In my opinion, Moms are the greatest people in the world. No matter what I do, good or bad, amazing or disappointing, she’s always there for me. She cries with me when I’m sad, helps me get through anything from my to-do list to a situation I’m really struggling with, and is always my greatest cheerleader for when I do something great. And honestly, I don’t appreciate her enough. It’s impossible to thank her enough for everything she does for me, but right now, I want to try and get as close as I can:
Dear Mama,
I can’t live without you. You’re amazing, you know that? And sometimes it’s hard to believe all of the shit you put up with from me.
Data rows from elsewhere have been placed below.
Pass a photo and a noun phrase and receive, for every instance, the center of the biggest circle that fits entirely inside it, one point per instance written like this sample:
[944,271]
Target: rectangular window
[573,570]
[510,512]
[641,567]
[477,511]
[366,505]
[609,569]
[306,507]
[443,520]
You’re the person I can always cry to, and when you start crying too and say that you hurt when I hurt, it means the world to me. When you see me in tears, you drop everything you were doing as if it was insignificant, even if I’m going to monopolize your time for several hours. Getting a call at 3 AM “just wanting to talk” doesn’t phase you, and when it eventually does turn into a crying fest, you always know exactly what to say to make it better.
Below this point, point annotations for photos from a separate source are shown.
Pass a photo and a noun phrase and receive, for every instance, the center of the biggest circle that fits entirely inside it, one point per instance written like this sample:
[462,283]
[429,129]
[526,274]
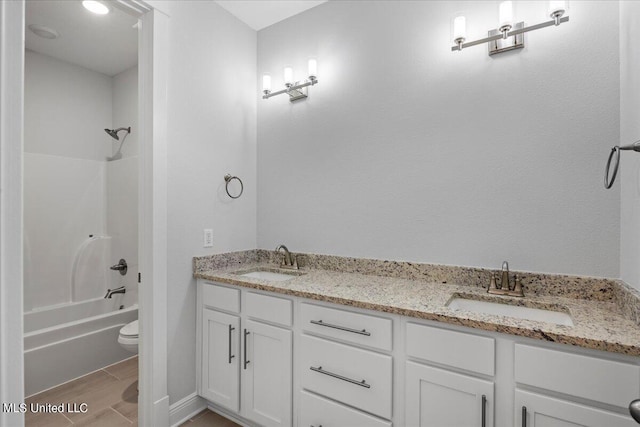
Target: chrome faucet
[504,287]
[110,292]
[288,260]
You always cheered me on at tournaments all throughout middle school and high school and hugged me while I cried after hard losses. Any time I’ve had doubts, like when I wanted to make friends and decided last minute to go through sorority recruitment, you were there. I feel like I can tell you everything. Even when I do hide something for a while, when I do eventually tell you, you don’t hold anything against me and give me the greatest advice I could ask for.
You don’t judge me for my quirks, but embrace them and maybe even encourage them. I may have peculiar tastes when it comes to music or fashion or entertainment, but that doesn’t stop you from searching hard to find something I’ll like just to cheer me up or letting me drag you along on a quest to find that perfect something, even if it means going to every store we can think of in town, just to go back to the first one we went to (sorry about that).
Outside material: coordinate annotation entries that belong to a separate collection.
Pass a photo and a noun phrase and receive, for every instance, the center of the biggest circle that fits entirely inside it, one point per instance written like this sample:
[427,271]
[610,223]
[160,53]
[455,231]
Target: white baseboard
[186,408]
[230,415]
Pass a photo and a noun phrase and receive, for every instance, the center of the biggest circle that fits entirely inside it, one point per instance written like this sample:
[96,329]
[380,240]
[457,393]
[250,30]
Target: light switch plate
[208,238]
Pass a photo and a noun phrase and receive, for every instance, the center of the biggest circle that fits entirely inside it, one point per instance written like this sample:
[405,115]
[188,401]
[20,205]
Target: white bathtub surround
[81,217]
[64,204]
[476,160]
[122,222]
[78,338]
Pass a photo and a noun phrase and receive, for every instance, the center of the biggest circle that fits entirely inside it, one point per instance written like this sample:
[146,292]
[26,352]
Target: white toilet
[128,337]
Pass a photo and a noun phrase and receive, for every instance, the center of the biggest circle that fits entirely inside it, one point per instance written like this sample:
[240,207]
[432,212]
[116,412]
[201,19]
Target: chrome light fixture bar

Even the little things that you do and probably consider insignificant really touch me and make my day. You’re always willing to read my essays and point out my grammatical errors and silly slip-ups. You let me be a child again when we’re at the grocery store and let me sneak things into the cart while you pretend you didn’t notice. When you bring up sending me a care basket and I jokingly say I need an adult coloring book and chocolate, you indulge me and send me just that. And letting me bring home three bags of laundry and getting me an appointment with my hair stylist is all a scheme to get me to come home.
I notice all of these efforts you make, and honestly these don’t even scratch the surface of all the things you are willing to do for me and all of the amazing things that you have done for me. In reality, I quite literally cannot thank you enough. I don’t deserve you. I’ve yelled at you, cried because of something you’ve said to me, been angry with decisions you’ve made, and in reality, I should have been thanking you. You have never done anything that wasn’t in my best interest and I truly fear disappointing you, even though you’ve made it clear that you think that I can’t. And for that, I don’t think I can truly express how much I truly appreciate you. This letter certainly doesn’t quite cut it, but it’s a start.
So, Mama, I want to tell you one last time: I seriously can’t live without you. Thank you, thank you, thank you. You mean the world to me! And thank you for letting me be me. I love you so much, Mama.
Love,
The Most Undeserving Daughter Ever
Now if you’ll excuse me, I’m still crying after writing the last 2 paragraphs of my letter. I miss your hugs and a month is certainly too long to wait to see you again, Mama. I miss you so much. I love you.